Подлинно русского писателя вряд ли устроит элитная, тусовочная известность, ибо он связан с землей-народом и видит идеалом церковь-народ. Русский писатель не может не ставить проблему идеала – особенно сегодня, когда идеалы выступают как ориентиры, как точки опоры и устремлений. Идеал нужен не для того, чтобы непременно воплотить его на земле, вбить в землю. Место идеала – на вершине. Он сам – вершина национальной мысли и чувства. Он нужен затем, чтобы была возможность соотнести идеал с национальной действительностью. Чтобы видеть их конфликт, расхождение, или, напротив, присутствие, слиянность. Идеал и дает возможность смотреть на жизнь и литературу трезво и умно.

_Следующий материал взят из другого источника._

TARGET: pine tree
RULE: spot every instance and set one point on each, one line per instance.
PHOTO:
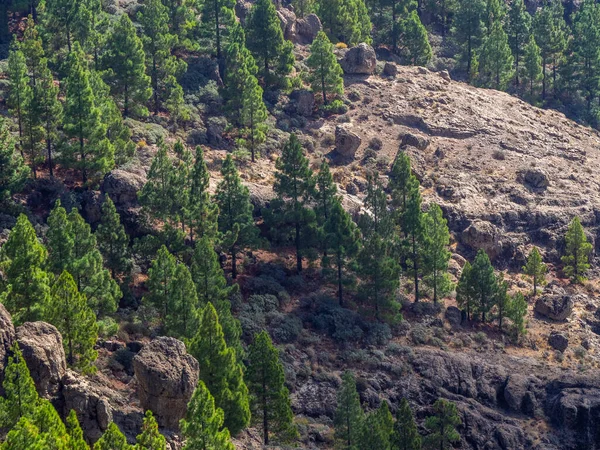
(112, 439)
(416, 41)
(577, 252)
(69, 312)
(113, 241)
(160, 281)
(294, 185)
(516, 310)
(413, 228)
(220, 371)
(495, 59)
(349, 416)
(326, 73)
(20, 91)
(182, 320)
(343, 239)
(443, 425)
(202, 426)
(253, 116)
(468, 28)
(23, 259)
(85, 265)
(380, 274)
(483, 283)
(405, 435)
(264, 38)
(163, 68)
(202, 211)
(20, 397)
(532, 65)
(125, 62)
(150, 438)
(536, 269)
(75, 433)
(518, 30)
(235, 213)
(435, 252)
(13, 171)
(269, 398)
(88, 149)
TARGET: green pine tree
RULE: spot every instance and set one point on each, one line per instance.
(342, 238)
(23, 260)
(20, 397)
(112, 439)
(349, 416)
(325, 72)
(269, 398)
(536, 269)
(518, 30)
(405, 435)
(69, 312)
(220, 371)
(202, 426)
(532, 65)
(113, 241)
(75, 433)
(13, 171)
(435, 253)
(236, 223)
(416, 41)
(577, 252)
(468, 29)
(150, 438)
(264, 38)
(163, 67)
(253, 116)
(87, 148)
(125, 64)
(496, 59)
(442, 425)
(294, 184)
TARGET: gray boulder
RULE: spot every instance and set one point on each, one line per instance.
(359, 60)
(167, 376)
(346, 141)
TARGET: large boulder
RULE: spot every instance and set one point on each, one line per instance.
(42, 348)
(7, 337)
(359, 60)
(555, 304)
(167, 376)
(346, 141)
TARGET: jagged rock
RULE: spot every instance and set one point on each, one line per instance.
(7, 337)
(415, 140)
(122, 187)
(481, 234)
(304, 101)
(346, 141)
(42, 347)
(558, 341)
(534, 177)
(390, 69)
(89, 402)
(453, 316)
(167, 376)
(307, 29)
(554, 306)
(359, 60)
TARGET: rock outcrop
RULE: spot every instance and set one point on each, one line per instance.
(42, 348)
(359, 60)
(7, 337)
(167, 376)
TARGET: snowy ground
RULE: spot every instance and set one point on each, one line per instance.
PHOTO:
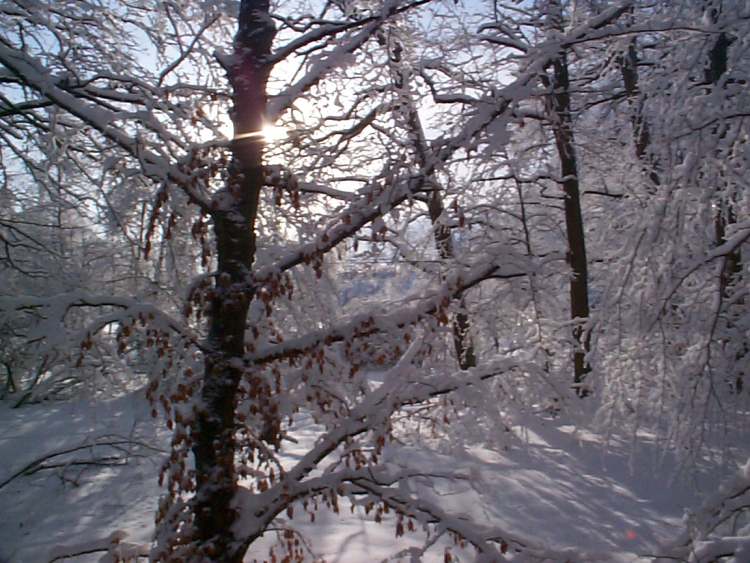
(562, 488)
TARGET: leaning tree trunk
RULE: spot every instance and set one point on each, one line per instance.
(234, 212)
(628, 63)
(726, 215)
(559, 111)
(441, 233)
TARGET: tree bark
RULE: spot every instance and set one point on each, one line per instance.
(559, 110)
(441, 233)
(641, 133)
(234, 212)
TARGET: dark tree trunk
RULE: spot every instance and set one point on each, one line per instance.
(562, 126)
(441, 233)
(444, 244)
(726, 216)
(234, 212)
(641, 133)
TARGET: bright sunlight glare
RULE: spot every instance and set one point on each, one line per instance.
(268, 133)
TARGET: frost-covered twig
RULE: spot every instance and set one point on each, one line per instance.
(39, 463)
(720, 529)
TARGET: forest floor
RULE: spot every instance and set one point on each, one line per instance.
(561, 485)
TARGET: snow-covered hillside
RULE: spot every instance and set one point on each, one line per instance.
(565, 488)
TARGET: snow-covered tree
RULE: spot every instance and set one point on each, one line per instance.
(482, 151)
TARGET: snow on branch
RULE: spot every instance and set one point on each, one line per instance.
(720, 529)
(154, 166)
(52, 311)
(501, 266)
(114, 548)
(338, 56)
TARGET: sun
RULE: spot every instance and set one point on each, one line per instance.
(273, 133)
(268, 134)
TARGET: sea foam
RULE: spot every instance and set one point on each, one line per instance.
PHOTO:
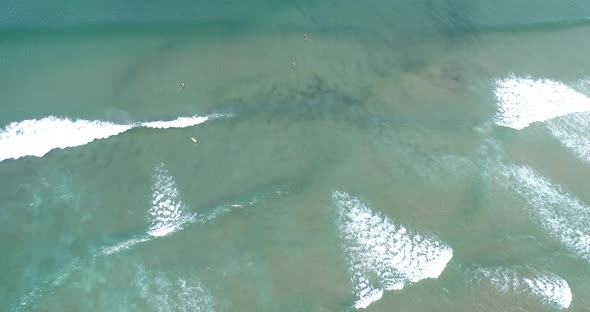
(561, 214)
(383, 256)
(37, 137)
(522, 101)
(548, 288)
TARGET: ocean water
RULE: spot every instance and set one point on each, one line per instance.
(377, 155)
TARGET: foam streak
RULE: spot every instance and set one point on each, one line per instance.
(383, 256)
(560, 213)
(522, 101)
(37, 137)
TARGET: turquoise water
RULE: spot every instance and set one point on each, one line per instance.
(406, 156)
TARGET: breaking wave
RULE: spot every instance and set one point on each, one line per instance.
(522, 101)
(37, 137)
(549, 288)
(381, 255)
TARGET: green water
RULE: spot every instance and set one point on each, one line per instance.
(391, 102)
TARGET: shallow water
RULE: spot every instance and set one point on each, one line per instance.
(409, 155)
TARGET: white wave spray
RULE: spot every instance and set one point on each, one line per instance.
(549, 288)
(522, 101)
(168, 213)
(560, 213)
(164, 293)
(37, 137)
(573, 131)
(381, 255)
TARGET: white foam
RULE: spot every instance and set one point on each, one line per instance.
(522, 101)
(167, 214)
(164, 293)
(549, 288)
(123, 246)
(560, 213)
(383, 256)
(36, 137)
(574, 133)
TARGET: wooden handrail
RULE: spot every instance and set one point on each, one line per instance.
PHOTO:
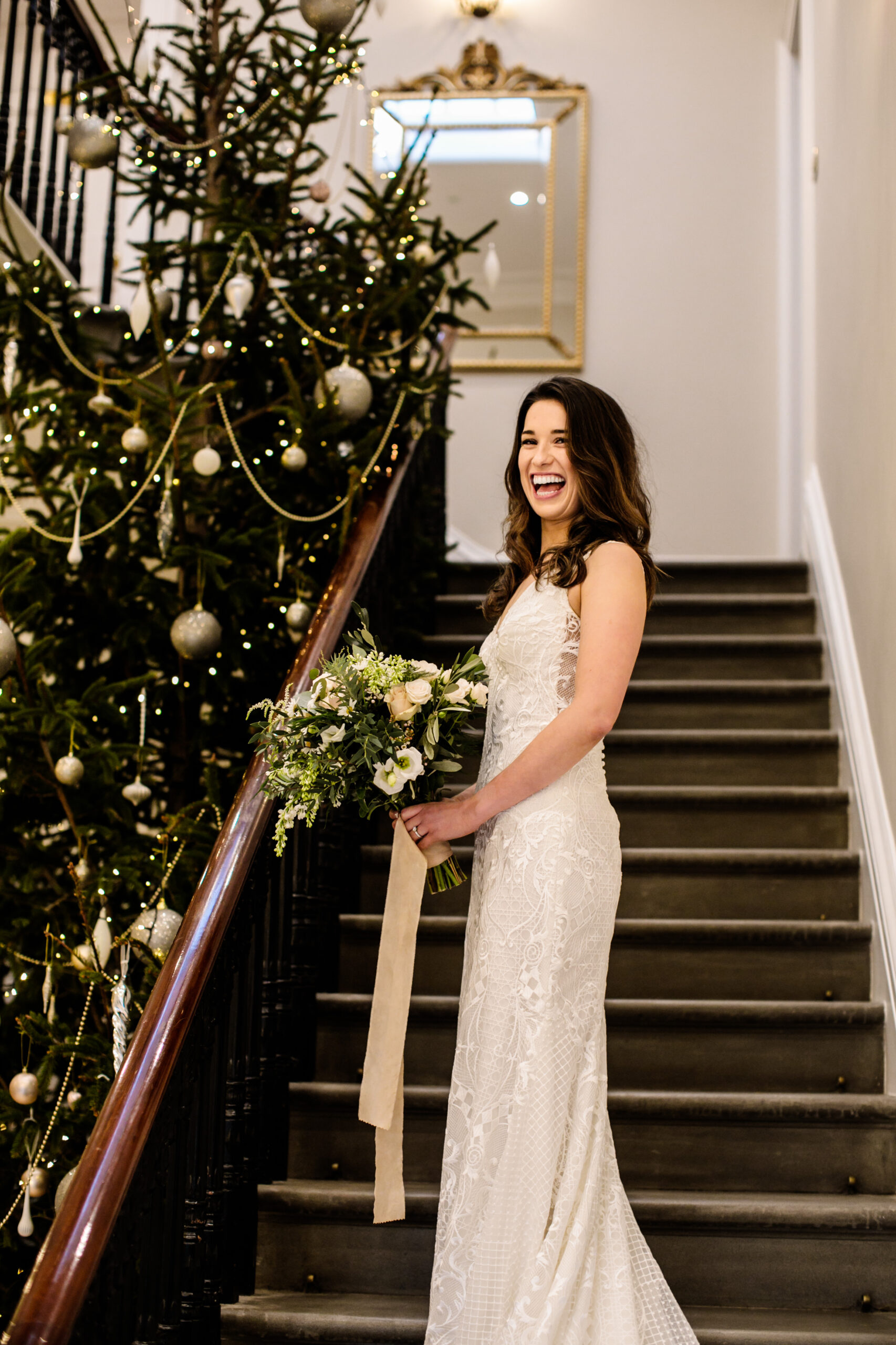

Как назвать поколение писателей, представляющее сегодня новую русскую прозу? Они не «обиженные» и не «рассерженные», совсем не «потерянные» и менее всего «преобразователи». Они не писали манифестов и не организовывались в литературную школу. Однако, все, что мы называем «новым», по законам логики предполагает некий действенный или скрытый конфликт со «старым». В творчестве новых прозаиков (Юрия Козлова, Михаила Попова, Петра Паламарчука, Владислава Отрошенко, Вячеслава Дегтева, Михаила Лайкова, Алексея Варламова, Александра Сегеня, Олега Павлова, Сергея Алексеева, Александра Трапезникова), конечно, есть интонация отрицания как начинающая новое перед лицом Конца эпохи. Но она – интонация – напрочь лишена модного нигилистического и спекулятивного оттенка. Прошлое в новой прозе предстает как открытое, свободное пространство – не идеологизированное и не служащее сегодняшним политическим целям. Культурно-исторический контекст новой прозы значительно усложнен, хотя из нее исчезла «сквозная линия» и «большая тема», как это было, например, в «деревенской прозе». Кажется, на глазах писателей именно этого поколения (моего поколения), набравшего силу к концу 80-х годов, снова рушатся и делаются невозможными формы большого «объективного реализма». А потому новизна их творчества не выливается в однородное, отмеченное «единым стилем», литературное направление.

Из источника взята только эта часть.